On the right she drew Daddy, then Mommy (me) with Jeremiah and Miles next to me, herself, and her brother David.  I was amazed that she thought to draw her lost brothers in the picture.  She was one when we lost Jeremiah and two when we lost Miles.  They were both five months along, so of course she never saw them or knew what was happening at the time. 

Ge-ge and Mei-mei head off to school
(That's "big brother" and "little sister" because
they go to Chinese school)

Now that both David and Tania are in school, I have two hours a day without any kids. It's more "me time" than I've had in years. It's nice to have some uninterrupted time and I get a lot done, but the house is just too quiet! Sure wish I could get rid of these cysts and have another shot at a rainbow baby.  I'd love nothing more than to bring the "me time" back down to almost zero! 

Sunday, April 4, 2010

Trying to Get Our Ducks in a Row

For the longest time I have been either immersed in infertility treatment or sidelined by months-long cyst-induced bouts of pain. I am quite enjoying not being in either stressful situation at the moment, but only because as I write this I am still hopeful it's not officially The End for us. We're trying to get our ducks in a row.

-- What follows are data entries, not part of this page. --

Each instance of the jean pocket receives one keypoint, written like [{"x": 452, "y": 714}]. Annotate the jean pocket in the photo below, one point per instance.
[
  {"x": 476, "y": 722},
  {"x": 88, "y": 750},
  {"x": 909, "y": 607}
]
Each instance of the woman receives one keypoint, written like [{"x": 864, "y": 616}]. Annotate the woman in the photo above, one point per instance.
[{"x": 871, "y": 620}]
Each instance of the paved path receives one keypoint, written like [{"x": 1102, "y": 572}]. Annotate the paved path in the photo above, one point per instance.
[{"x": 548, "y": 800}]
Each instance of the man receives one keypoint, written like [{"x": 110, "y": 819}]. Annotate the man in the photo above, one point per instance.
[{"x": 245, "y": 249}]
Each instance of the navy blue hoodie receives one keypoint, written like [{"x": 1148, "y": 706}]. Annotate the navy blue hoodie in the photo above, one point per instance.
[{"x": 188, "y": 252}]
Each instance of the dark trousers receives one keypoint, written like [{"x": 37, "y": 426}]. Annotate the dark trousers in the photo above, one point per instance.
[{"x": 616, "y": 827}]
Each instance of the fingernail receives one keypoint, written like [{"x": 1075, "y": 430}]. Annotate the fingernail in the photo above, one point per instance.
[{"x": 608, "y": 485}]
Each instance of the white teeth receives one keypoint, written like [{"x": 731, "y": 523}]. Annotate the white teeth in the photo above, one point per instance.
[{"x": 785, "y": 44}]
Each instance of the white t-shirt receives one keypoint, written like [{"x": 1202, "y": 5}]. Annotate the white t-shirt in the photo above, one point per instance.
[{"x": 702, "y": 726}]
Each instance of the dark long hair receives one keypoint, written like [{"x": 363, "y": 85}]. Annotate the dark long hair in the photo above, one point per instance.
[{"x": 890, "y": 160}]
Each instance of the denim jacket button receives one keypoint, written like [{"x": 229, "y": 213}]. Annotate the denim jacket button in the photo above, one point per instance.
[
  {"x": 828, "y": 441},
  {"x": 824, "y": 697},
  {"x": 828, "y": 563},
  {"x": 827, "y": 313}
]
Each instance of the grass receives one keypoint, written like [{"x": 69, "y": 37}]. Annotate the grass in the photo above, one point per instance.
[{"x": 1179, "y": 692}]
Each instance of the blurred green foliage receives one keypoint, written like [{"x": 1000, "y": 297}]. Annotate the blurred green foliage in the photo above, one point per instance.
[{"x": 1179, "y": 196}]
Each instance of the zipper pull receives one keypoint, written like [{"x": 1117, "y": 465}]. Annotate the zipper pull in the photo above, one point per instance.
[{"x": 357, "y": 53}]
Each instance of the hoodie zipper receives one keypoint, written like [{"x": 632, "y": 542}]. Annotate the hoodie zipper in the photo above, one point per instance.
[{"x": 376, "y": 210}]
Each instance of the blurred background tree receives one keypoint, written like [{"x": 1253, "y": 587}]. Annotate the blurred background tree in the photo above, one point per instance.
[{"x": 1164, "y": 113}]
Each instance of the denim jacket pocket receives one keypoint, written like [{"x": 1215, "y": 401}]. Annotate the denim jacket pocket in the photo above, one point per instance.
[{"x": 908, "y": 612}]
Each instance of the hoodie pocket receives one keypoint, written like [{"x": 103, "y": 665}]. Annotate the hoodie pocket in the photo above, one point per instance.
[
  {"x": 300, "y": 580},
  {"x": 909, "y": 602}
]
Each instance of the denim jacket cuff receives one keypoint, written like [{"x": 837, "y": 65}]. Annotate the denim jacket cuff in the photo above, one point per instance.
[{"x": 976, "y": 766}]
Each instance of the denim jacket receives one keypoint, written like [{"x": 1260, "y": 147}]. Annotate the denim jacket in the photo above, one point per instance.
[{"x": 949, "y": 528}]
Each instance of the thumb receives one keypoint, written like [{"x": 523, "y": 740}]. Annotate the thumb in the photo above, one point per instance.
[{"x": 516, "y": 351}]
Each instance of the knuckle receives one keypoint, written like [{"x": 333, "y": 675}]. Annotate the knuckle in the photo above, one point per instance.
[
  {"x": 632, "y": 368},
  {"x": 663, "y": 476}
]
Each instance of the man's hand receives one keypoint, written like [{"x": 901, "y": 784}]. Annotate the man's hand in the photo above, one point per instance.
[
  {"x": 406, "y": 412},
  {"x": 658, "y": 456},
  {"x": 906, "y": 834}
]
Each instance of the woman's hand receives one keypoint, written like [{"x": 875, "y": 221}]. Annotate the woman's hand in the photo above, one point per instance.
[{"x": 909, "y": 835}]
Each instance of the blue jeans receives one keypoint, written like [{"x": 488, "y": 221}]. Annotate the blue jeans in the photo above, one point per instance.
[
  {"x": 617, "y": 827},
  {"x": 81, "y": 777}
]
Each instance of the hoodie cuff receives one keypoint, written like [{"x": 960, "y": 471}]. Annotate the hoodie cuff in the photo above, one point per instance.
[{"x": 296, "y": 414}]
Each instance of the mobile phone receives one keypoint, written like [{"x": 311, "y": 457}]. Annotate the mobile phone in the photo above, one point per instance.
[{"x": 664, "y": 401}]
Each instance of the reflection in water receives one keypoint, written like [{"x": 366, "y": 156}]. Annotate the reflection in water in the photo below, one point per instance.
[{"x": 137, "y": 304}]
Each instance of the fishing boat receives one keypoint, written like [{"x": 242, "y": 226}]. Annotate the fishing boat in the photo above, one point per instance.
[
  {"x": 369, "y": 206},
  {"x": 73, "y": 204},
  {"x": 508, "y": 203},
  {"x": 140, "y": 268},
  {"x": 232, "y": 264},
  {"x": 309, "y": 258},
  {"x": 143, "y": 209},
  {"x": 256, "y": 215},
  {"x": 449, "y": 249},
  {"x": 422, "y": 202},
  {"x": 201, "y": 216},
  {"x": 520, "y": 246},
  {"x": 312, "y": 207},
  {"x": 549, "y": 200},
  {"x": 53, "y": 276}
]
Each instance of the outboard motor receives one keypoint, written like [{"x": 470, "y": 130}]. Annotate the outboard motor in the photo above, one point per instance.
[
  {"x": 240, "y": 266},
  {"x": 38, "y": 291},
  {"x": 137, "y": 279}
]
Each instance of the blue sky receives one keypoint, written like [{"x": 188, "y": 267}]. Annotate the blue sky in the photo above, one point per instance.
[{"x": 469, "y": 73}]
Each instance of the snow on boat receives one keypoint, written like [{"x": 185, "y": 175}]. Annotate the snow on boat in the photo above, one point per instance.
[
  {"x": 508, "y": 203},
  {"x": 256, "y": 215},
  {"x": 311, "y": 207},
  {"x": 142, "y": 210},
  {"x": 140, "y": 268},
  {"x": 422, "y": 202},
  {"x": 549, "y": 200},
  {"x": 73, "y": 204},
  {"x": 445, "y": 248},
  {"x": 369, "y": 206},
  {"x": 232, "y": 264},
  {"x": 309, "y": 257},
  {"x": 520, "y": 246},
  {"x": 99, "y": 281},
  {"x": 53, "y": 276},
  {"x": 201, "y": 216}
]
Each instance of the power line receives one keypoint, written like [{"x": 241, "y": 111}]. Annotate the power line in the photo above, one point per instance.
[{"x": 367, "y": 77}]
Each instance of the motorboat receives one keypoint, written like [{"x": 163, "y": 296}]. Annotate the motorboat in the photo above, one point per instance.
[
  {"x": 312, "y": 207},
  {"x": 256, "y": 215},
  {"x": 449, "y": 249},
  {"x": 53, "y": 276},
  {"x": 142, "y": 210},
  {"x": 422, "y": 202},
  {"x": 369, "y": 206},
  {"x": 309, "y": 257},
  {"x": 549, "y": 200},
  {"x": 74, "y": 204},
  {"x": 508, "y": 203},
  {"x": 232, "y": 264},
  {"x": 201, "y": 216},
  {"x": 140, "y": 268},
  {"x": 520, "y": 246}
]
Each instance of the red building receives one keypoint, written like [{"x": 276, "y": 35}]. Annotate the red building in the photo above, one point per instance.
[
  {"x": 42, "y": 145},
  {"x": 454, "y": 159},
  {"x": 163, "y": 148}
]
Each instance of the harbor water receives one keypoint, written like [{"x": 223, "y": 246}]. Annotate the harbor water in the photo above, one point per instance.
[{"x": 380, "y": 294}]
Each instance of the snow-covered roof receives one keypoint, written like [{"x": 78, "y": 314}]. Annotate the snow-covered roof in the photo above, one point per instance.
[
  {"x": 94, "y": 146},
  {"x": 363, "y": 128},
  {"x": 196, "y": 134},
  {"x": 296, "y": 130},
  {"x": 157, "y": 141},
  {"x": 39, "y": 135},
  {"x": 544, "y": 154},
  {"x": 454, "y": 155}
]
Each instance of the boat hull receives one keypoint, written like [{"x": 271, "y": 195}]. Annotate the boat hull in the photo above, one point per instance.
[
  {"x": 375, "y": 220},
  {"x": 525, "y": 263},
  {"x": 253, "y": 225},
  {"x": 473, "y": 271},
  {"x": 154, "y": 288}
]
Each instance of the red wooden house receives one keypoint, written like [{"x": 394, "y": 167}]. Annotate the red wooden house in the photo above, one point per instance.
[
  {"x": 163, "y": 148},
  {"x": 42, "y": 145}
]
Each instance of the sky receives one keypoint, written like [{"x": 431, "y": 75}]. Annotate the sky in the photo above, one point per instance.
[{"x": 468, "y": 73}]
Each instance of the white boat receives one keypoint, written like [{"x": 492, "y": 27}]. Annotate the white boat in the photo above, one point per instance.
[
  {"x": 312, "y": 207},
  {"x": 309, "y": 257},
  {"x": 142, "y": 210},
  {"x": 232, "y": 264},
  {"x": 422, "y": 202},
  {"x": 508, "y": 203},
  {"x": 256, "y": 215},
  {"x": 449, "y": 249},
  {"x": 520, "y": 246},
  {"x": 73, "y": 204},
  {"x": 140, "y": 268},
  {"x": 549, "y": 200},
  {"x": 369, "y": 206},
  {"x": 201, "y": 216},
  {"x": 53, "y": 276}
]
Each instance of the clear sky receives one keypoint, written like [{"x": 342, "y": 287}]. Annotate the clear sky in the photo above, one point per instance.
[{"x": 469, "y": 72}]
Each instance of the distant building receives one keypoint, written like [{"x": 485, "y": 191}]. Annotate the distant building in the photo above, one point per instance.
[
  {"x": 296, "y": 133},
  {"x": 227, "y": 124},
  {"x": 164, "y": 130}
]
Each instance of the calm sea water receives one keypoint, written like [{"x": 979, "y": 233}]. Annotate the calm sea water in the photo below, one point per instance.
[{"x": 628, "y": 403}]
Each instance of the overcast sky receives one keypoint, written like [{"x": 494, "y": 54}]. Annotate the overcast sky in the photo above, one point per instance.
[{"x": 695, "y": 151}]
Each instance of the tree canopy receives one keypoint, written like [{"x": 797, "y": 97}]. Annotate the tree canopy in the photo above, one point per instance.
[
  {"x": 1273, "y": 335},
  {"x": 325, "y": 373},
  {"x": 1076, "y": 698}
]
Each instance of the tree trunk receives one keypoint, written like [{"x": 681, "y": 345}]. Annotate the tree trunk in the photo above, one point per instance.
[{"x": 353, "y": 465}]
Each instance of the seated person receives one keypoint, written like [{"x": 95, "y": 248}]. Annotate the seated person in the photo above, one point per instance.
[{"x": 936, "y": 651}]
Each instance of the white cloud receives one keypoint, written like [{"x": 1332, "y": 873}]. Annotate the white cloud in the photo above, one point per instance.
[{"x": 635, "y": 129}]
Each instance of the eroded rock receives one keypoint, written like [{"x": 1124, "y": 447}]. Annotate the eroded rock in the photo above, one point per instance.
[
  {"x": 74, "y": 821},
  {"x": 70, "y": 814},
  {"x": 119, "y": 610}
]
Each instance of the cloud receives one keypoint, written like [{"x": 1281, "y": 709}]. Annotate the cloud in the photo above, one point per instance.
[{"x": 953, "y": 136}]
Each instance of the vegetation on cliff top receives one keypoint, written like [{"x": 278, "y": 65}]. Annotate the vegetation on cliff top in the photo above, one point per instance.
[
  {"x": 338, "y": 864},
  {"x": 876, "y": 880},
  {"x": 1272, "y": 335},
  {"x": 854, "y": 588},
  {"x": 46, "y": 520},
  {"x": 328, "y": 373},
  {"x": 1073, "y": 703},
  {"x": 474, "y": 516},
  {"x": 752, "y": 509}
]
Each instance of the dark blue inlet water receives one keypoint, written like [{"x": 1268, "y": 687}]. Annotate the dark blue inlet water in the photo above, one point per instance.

Next week hubby has two (yes TWO!) interviews for jobs within his company. We just have to hope his current boss doesn't undermine it. This guy, who I may have mentioned is a spectacular jerk, returns from China tomorrow and will presumably tell hubby exactly when he is out of his current job.

Also next week we have a consult at the clinic we'll transfer to if IVF becomes a reality for us. In the meantime, I've set a few goals to help get me through the Wait of Indeterminate Length:

1) Run the equivalent of a marathon in one week's time, with the last 10 miles in one day to beat last summer's record of 9 miles in a day. This will be tough considering I only logged 14 miles this week.

2) Get my house in order. This means cleaning everything and organizing everything. That way it's ready in case we have to move. Or better yet, if we stay I can then be a slacker for awhile with the housekeeping.

3) Prepare home-school materials for my kids for this summer. Yes, I'm a mean mom. But since my kids have the incredible opportunity to be in a Chinese Immersion program at our public school (another reason I don't want to move now!) that means I'm responsible for teaching them English reading, spelling, grammar, and vocabulary.

These projects and the bliss of being pain-free almost all the time (yay!) will hopefully keep me sane for the near future, even with this super-high level of stress.

Before signing off I'd like to thank everyone who has followed along on this bumpy ride (lurkers, too!). Thanks for your kind comments, encouragement, for sharing your stories, and for listening when no one else seemed willing to hear. Hope you all have a wonderful weekend! Here's what I've been working on for Easter:

Wednesday, January 20, 2010

This May Be the Only Way I Can Make a Decent Egg...

Last spring I tried my hand at the art of pysanky (a.k.a. Ukrainian eggs) and have found it to be a fun and unusual hobby. Pysanky are full of symbolism - there's the symbolism of the egg itself, symbolism in the design, and also symbolism in the colors. This egg, my own design, is a representation of the contrast between how most people see pregnancy and birth (full of joy, something beautiful) and how I now see it after suffering multiple losses and infertility.

The egg: birth, new life, fertility



The design: Calendula (orange) - grief, despair, sorrow
Nightshade (purple) - deception, danger, death
Weeping willow (green) - mourning
Forget-me-not (blue) - remembrance




The dominant colors:
Orange - endurance, strength, ambition
Green - hopefulness
Black - darkest time before dawn, death, fear
White - the color of birth, light, and rejoicing is notably absent



So ... leave a comment - tell me a little about yourself if you haven't been here before. How has your perspective on life, birth, and death been changed by your experiences? I'll put your name in a hat and my impartial four-year-old will draw one. The winner will get a pysanky designed and made just for you!